TEM image of (a) QCD-g-CS, (b) HA and (c) HA0.3_NPs.

These results indicated that the selected nanoparticles were formed by an interaction between the HA chain and chitosan backbone of QCD-g-CS on the outer surface of the QCD-g-CS via electrostatic interactions [27]. Finally, HA bonded to the QCD-g-CS surface, resulting in a condensed spherical form with a hydrophobic cyclodextrin core as shown in Fig. 5. The FTIR spectra supported the occurrence of electrostatic interactions between the carboxylic groups on the HA chains and the amide groups on the chitosan backbone.

Determination of the water retention capacity

The water retention capacity (WRC) represents the ability of a sample to retain water after centrifugation and is used to assess the in-vitro moisturizing capability of a material [14]. The WRC values of QCD-g-CS, HA, and HA0.3_NPs are shown in Fig. 6. The WRC of HA was significantly greater than that of QCD-g-CS (P < 0.05) due to the numerous glucuronic units in the HA as indicated by the sharp carbonyl FTIR peaks, indicating a hygroscopic effect [28]. The selected HA0.3_NPs exhibited a higher WRC value (P < 0.05) than HA and QCD-g-CS. HA and QCD-g-CS formed cross-linked networks to improve the WRC [29], which is expected to enhance the skin hydration effect [6]. However, prior to efficacy evaluation, an ex-vivo safety assessment is needed to guarantee the potential application of this material in cosmetics.

Fig. 6

Water retention capacity of QCD-g-CS, HA, and HA0.3_NPs. (*: P < 0.001, **: P = 0.001).

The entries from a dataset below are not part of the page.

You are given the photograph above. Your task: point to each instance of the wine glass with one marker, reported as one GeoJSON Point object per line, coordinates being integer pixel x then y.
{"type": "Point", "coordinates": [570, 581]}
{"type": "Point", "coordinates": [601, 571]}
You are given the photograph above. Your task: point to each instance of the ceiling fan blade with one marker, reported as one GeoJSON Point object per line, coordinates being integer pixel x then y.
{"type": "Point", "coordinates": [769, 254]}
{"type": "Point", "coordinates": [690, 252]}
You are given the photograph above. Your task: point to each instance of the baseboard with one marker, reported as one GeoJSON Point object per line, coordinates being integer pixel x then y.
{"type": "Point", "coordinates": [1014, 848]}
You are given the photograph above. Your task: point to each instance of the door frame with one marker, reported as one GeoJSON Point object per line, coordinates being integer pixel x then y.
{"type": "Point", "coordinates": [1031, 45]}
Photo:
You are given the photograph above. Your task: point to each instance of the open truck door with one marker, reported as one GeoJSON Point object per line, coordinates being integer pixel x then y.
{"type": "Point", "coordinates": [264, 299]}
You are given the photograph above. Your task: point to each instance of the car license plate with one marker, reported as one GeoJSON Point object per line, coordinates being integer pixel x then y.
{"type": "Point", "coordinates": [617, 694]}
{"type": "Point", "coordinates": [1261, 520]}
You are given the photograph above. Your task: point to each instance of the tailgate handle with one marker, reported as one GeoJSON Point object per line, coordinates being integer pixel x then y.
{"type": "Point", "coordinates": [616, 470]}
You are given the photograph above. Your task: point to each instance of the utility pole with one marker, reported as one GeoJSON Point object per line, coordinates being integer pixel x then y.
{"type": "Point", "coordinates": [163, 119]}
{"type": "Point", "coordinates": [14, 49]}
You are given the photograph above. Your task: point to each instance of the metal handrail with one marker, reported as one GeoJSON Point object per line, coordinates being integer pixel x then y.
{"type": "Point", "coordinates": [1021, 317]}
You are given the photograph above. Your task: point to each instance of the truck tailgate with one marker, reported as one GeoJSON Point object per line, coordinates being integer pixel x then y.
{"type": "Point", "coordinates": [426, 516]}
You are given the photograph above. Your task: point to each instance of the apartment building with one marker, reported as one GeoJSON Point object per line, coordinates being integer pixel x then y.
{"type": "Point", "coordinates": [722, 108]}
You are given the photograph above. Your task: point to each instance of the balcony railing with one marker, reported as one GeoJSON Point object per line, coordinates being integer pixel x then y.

Assessment of the cytotoxicity on human skin fibroblasts

The safety of the nanoparticles for healthcare applications, including their use in cosmetics, necessitates a toxicity test in mammalian cells [30]. The non-cytotoxicities of QCD-g-CS, HA, and HA0.3_NPs were verified at concentrations of 0.01–0.1 mg/ml by cell viabilities of more than 80% (Fig. 7). The HA was found to be safe but the QCD-g-CS and HA0.3_NPs were slightly cytotoxic at 0.12 mg/ml. Positively charged compounds can adhere to the cell membrane, thereby, and disrupt the cell [31]. The HA0.3_NPs exhibited a positive charge similar to that of QCD-g-CS due to the relatively high proportion of QCD-g-CS. HA is generally biocompatibility and non-toxic [7] but, when associated with QCD-g-CS, was cytotoxic at 0.12 mg/ml likely QCD-g-CS due to its similar positive zeta potential. The safety range of HA0.3_NPs was found to be 0.01–0.1 mg/ml.

Fig. 7

Cytotoxicity of QCD-g-CS, HA, and HA0.3_NPs towards human skin fibroblasts.

Conclusion

In this study, the QCD-g-CS associated with HA nanoparticles were successfully formulated. HA0.3_NPs was the best formulation and provided desirable properties including a small particle size, a high zeta potential, and a narrow Pdi. The increasing HA ratio resulted in nanoparticles with increasing particles sizes, decreasing zeta potentials, increasing AE% values, and decreasing loading% values. The AE% and loading% values of the nanoparticles were shown to be 86.77% ± 0.69% and 10.85% ± 0.09%, respectively. The electrostatic interaction between QCD-g-CS and HA was confirmed by FTIR, suggesting that the nanoparticles were not formed by simple physical mixing. The WRC of the selected nanoparticles was improved due to the formation of cross-linked networks in the nanoparticles, improving their moisturizing efficacy. These nanoparticles were found to be safe at concentrations in the range of 0.01–0.1 mg/ml.

These results proved that QCD-g-CS is a versatile carrier for both negatively charged hydrophilic molecules and for hydrophobic drugs as reported previously. The development of these nanoparticles will be continued in a future study to investigate the factors influencing the skin penetration and evaluate the in-vivo efficacy for applications in cosmetics.